Apple claims a battery life of 10 hours when constantly surfing the web on Wi-Fi, and I found that estimate to be a bit on the conservative side. When left to run on its own, screen on, streaming video over Wi-Fi, I clocked the iPad Air 4 at just about 12 hours run time. When used moderately for web browsing, email, and other tasks, but not as my main work machine, I was able to go a few days between charges.
The iPad Air 4 ships with iPadOS 14, and the continued evolution of this tablet-centric take on iOS continues to impress. This is the same version of the OS you get with the iPad 10.2-inch (2020), only it runs even faster here thanks to the A14 Bionic chip.
In addition to a lot of behind the scenes improvements, iPadOS 14 brings some pretty flashy additions that help make multitasking easier, improve productivity, and help push the iPad further into laptop replacement territory.
My favorite addition is Scribble, which is a feature that leverages the Apple Pencil. This feature allows you to write handwritten notes and have them transformed into text on the screen. It also allows you to write with the Apple Pencil in any text field, with your handwriting then being transformed automatically into text. It makes filling out forms a breeze when using the iPad Air in tablet mode without a physical keyboard, and it was fairly accurate overall.
Another feature I enjoyed was Smart Stack, which is essentially a stack of widgets you can swipe through that’s automatically selected based on a variety of factors like your location and time of day.
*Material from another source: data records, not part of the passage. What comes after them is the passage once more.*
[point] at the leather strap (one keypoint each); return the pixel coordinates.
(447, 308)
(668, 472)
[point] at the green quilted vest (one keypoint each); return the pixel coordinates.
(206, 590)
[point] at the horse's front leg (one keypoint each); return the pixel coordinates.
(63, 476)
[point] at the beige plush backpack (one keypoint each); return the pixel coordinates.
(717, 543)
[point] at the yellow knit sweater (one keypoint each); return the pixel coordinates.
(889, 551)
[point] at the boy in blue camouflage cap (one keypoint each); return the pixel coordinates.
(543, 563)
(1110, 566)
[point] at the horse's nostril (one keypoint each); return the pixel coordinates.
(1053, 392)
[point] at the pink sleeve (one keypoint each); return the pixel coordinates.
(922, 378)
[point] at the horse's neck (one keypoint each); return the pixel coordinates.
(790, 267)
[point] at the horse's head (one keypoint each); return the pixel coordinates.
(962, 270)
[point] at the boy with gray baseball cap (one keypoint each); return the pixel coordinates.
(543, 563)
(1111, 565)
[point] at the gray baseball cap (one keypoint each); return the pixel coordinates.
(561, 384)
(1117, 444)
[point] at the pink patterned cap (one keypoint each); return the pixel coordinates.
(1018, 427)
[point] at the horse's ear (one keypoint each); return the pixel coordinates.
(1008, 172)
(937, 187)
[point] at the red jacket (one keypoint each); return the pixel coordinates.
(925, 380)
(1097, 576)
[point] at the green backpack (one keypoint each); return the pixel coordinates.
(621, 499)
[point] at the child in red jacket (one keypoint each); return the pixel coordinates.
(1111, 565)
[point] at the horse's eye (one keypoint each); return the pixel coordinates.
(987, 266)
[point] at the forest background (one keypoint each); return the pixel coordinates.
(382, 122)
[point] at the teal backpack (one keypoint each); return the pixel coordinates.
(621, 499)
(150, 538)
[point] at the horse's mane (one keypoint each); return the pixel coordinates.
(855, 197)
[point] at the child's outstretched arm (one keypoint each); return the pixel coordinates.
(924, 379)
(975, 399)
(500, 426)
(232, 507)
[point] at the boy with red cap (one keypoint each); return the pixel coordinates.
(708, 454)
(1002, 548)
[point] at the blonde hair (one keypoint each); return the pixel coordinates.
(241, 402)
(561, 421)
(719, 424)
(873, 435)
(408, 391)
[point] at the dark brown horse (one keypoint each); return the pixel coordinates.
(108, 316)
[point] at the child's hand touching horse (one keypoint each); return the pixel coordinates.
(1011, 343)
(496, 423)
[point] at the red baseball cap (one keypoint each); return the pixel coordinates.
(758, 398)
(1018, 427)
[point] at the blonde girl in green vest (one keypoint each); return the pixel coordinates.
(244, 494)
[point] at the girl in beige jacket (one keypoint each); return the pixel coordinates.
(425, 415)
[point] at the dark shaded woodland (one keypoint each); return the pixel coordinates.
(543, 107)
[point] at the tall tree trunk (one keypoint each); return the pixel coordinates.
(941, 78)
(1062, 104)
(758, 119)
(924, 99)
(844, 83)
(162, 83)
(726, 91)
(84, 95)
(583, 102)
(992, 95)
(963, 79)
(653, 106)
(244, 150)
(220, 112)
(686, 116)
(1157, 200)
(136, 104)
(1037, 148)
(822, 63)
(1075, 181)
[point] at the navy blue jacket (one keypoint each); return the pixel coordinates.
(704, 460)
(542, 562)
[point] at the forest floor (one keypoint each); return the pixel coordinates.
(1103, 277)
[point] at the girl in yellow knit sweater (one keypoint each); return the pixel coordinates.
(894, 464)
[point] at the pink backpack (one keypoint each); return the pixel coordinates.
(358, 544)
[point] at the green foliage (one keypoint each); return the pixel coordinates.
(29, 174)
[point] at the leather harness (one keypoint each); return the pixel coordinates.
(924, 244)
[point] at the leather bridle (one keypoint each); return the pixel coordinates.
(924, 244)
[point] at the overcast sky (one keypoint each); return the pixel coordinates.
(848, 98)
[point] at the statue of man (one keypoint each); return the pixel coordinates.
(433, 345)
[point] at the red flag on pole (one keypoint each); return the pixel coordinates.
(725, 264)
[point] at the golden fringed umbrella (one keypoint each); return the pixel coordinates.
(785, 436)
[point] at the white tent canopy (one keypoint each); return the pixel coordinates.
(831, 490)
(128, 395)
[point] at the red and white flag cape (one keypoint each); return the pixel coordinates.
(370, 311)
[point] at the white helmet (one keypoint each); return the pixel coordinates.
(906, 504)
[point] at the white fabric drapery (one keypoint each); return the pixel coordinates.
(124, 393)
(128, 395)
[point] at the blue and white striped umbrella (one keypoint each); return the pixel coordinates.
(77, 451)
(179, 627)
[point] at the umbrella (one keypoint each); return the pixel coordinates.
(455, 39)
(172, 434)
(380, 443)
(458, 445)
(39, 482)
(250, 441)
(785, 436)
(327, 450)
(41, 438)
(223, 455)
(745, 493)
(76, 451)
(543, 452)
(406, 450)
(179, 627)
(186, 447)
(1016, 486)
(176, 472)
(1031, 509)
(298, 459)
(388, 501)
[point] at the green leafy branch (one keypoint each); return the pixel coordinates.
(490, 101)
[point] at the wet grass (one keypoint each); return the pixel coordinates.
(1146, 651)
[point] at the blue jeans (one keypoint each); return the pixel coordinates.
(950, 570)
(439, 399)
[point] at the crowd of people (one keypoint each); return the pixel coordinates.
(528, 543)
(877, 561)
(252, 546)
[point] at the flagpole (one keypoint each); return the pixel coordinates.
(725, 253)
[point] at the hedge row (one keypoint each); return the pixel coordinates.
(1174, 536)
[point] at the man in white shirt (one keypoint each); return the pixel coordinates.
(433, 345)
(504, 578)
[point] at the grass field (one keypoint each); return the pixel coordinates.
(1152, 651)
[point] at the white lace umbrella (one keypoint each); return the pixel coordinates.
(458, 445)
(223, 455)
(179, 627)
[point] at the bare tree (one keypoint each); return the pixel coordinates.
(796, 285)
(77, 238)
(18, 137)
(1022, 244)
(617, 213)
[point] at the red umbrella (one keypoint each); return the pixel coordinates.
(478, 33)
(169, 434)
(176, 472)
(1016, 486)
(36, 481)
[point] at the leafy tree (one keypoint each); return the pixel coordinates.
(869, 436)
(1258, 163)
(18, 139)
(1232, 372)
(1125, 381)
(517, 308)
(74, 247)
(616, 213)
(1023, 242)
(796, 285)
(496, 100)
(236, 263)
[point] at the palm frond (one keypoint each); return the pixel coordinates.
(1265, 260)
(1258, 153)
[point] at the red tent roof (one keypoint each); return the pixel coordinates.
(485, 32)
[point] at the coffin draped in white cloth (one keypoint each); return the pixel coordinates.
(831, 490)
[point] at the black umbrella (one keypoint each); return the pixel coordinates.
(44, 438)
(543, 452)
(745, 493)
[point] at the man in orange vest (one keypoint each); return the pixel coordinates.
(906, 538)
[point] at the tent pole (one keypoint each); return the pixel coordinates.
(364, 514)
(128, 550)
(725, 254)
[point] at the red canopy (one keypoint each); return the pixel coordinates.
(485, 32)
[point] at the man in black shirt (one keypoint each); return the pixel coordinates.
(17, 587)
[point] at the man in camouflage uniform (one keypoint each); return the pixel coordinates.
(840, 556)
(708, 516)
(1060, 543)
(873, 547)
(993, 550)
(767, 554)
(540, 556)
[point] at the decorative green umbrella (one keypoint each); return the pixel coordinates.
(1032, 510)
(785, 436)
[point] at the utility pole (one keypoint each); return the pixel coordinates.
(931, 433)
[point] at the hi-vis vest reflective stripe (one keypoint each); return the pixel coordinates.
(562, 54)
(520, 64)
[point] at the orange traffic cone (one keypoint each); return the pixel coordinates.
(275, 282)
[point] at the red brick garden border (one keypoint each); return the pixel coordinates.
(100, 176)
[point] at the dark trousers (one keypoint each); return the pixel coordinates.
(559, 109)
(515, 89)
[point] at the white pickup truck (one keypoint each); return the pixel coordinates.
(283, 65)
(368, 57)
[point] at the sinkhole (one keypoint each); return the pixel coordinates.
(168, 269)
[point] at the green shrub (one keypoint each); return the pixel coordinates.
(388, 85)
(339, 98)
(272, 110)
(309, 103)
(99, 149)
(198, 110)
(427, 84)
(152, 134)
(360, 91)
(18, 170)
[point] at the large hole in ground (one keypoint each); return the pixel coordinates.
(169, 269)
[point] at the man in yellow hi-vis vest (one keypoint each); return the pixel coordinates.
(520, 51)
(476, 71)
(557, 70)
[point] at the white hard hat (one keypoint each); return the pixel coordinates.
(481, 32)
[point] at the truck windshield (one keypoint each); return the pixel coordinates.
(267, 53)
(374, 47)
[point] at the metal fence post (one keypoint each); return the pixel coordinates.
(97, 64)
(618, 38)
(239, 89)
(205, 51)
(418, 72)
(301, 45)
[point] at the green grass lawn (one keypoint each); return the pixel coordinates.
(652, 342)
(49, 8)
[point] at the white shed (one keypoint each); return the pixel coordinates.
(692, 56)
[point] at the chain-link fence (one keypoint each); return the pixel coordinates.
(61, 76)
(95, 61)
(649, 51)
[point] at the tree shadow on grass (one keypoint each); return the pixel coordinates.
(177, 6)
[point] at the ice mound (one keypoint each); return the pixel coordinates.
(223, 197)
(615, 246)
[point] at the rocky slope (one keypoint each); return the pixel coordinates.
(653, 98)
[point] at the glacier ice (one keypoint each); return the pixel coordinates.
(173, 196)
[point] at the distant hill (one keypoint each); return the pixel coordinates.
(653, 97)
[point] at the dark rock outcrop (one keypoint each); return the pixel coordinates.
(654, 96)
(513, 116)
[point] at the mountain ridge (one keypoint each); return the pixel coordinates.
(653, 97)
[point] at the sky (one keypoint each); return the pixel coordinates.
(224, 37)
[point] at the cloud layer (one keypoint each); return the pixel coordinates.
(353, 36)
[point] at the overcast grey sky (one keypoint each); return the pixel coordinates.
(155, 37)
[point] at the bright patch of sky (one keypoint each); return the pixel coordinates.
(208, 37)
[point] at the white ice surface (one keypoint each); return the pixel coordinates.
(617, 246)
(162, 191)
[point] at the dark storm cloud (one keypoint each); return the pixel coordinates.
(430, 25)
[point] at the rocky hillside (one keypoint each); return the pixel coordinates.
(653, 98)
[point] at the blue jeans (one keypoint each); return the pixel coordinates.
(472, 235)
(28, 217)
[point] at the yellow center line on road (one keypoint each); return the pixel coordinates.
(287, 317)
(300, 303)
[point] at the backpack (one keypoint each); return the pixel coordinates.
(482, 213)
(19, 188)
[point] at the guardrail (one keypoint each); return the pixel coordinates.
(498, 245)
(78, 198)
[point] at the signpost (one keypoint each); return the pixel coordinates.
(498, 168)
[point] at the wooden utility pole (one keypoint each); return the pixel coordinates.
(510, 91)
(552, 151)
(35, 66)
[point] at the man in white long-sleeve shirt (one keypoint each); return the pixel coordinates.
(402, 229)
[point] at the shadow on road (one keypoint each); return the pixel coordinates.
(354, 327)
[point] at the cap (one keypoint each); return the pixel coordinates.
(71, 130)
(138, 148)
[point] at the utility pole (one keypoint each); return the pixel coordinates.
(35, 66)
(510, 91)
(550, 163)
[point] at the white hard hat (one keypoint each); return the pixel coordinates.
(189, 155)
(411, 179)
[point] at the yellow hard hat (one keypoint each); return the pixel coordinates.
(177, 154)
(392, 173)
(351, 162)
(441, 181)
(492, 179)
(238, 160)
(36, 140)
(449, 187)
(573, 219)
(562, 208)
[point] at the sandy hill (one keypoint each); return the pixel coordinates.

It isn’t perfect, but it tends to surface relevant information, and it was useful more often than not.
The iPad Air is positioned as a midpoint between the iPad 10.2-inch and the iPad Pro, with an MSRP between $599 and $879 depending on the configuration you choose. The cheapest option is $270 more expensive than the iPad 10.2-inch, and $200 less than the baseline iPad Pro (2020). That’s a pretty good place for the iPad Air 4 to be, considering how much of an improvement it is over the iPad 10.2-inch, and how little you lose by choosing it over an iPad Pro.
Yes, I’m actually pitting the iPad Air 4 against its historically much more capable cousin, the undisputed king of productivity in the tablet form factor, the iPad Pro. It isn’t even as far fetched as it sounds, either, as the iPad Air 4 is a truly impressive piece of hardware that asks a surprising question: is the iPad Pro really worth the extra money?
This equation will change when the new iPad Pro arrives in 2021, but at its release, the iPad Air 4 is actually the fastest iPad on the market. The next iPad Pro refresh will change that, but it’s a bit of a weird dynamic at the moment. The iPad Pro does bring some good stuff to the table, like 120Hz Pro Motion refresh rates for the display, LiDAR scanner, better cameras and quad speakers.
The question you need to ask is it worth shelling out the extra money for those features, when the iPad Air actually has a faster processor and matches the iPad Pro virtually stride for stride in terms of productivity and performance? If you have the extra room in your budget and don’t need to make a purchase immediately, the next iPad Pro might be worth the wait. But right now, the iPad Air 4 sure seems like the better value.
Like an iPad Pro-lite with a price to match.
The iPad Air 4 is an impressive piece of hardware that you need to consider if you’re looking for a tablet that can do a pretty convincing laptop impression with the right accessories. It functions great as a tablet, especially with the Apple Pencil and Scribble feature, and really shines when snapped onto a Magic Keyboard. It’s worth every penny that it costs to upgrade from the iPad 10.2-inch, and makes a very convincing case for itself even against the more expensive iPad Pro. This is one tablet that won’t fail to impress.